Hablaba como todos los argentinos. Más con las manos que con la voz, pero también despacio, articulando cada palabra para lograr un mayor efecto dramático. Hacía una pausa y me preguntaba si le entendía. Me dice que trabaja en el mundo del espectáculo, con los ojos bien abiertos, otra vez, casi saliéndole de las órbitas. “Tenés que escribir para el teatro” me dice. No fue una sugerencia. “Contá la verdad” dice. “Contá la verdad sobre los problemas de estos tiempos, de nuestra gente” Nosotros somos la gente. Vos sos la gente. ¡Contá la verdad con lo que escribís! ¿Qué otra cosa hay”, exigió saber. Yo estaba cautivada. ¿Quién habla de la verdad en un viaje en taxi de diez minutos? ¿Quién habla de la verdad en algún lado?

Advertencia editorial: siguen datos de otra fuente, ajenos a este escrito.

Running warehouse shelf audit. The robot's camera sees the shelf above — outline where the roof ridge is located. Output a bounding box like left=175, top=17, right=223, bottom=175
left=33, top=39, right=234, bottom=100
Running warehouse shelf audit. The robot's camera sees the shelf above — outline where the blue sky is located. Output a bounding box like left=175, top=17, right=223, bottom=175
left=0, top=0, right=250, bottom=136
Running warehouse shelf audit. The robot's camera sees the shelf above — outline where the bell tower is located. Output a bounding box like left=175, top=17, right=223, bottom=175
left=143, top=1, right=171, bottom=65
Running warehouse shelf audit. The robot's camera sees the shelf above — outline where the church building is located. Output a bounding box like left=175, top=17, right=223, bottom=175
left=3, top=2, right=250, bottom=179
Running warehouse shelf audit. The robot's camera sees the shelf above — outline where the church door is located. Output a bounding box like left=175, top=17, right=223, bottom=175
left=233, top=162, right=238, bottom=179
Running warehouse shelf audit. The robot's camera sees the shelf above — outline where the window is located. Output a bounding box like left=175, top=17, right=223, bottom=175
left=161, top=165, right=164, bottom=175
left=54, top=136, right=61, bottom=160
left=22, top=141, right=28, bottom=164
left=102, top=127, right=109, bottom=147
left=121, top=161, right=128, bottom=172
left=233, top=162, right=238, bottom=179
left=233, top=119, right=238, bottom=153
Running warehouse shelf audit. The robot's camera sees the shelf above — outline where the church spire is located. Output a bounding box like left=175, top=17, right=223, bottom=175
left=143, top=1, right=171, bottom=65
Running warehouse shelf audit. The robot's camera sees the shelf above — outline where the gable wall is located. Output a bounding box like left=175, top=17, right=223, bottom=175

¿Será ésta mi señal? Es casi demasiado obvio. Tan obvio que podría malinterpretarse como algo menor, menor que el mensaje que da. ¿Será ésto lo que mi amiga Wendy llama “Momento de revelación divina?” Todos los hemos tenido, aunque no los reconozcamos o no le demos un nombre. Son episodios que ocurren con extraños (cortos, por lo general, por lo que uno puede olvidarlos fácilmente si no está prestando atención) que te indican y te preguntan las cuestiones más personales. Cosas de las que no hablás o no podés hablar con tus íntimos. Cosas que quizás pensás pero no decís. Cosas de tu subconsciente sobre las que sólo Dios sabría cuestionarte, orientarte, preguntarte. Buenos momentos a bordo de un taxi. Que se guardan como el título de algo. “Verás un cartel que promociona un espectáculo llamado Poder de Afectación – Niños y Adolescentes de las Artes.” Lo repitió, diciendo cada palabra lentamente mientras me miraba a los ojos para que lo recordara. “Miralo y disfrutalo. Luego venime a ver por un trabajo. Vaya.
Sobresaltada, le pagué el viaje y le pregunté el nombre. “Santino Milagro —mi madre es española y mi padre italiano.” Nos dimos la mano y terminé mi viaje a la fantasía. Me di vuelta dos veces para mirar, parpadeando con los ojos húmedos de lluvia para asegurarme de que no era sólo mi imaginación.
Podría haber sido uno de los millones de bichos raros que hay en Buenos Aires, ebrio de humo y de sus propias ideas no aplicadas luego de demasiados años en la universidad gratuita. ¿O tenía razón? Pensé en las innumerables sesiones con parapsicólogos, intérpretes de la palma de la mano, maestros del tarot, lanzadores de cartuchos de santa tierra y expertos en astrología a las que fui para descubrir quién soy, qué debo hacer con mi vida. ¿Acaso esto era más real que el único consejo que recibí de mi madre nacida en la década del ’50? —“Querida, tomá clases de dactilografía, al menos estarás segura de conseguir siempre un trabajo.”
El señor Milagro me rondó esa noche. Sus ojos penetrantes y su voz firme entraron en mis sueños, que generalmente eran de color de rosa. “No sigas esperando que empiece tu vida. Ya sabés lo que hay que hacer.”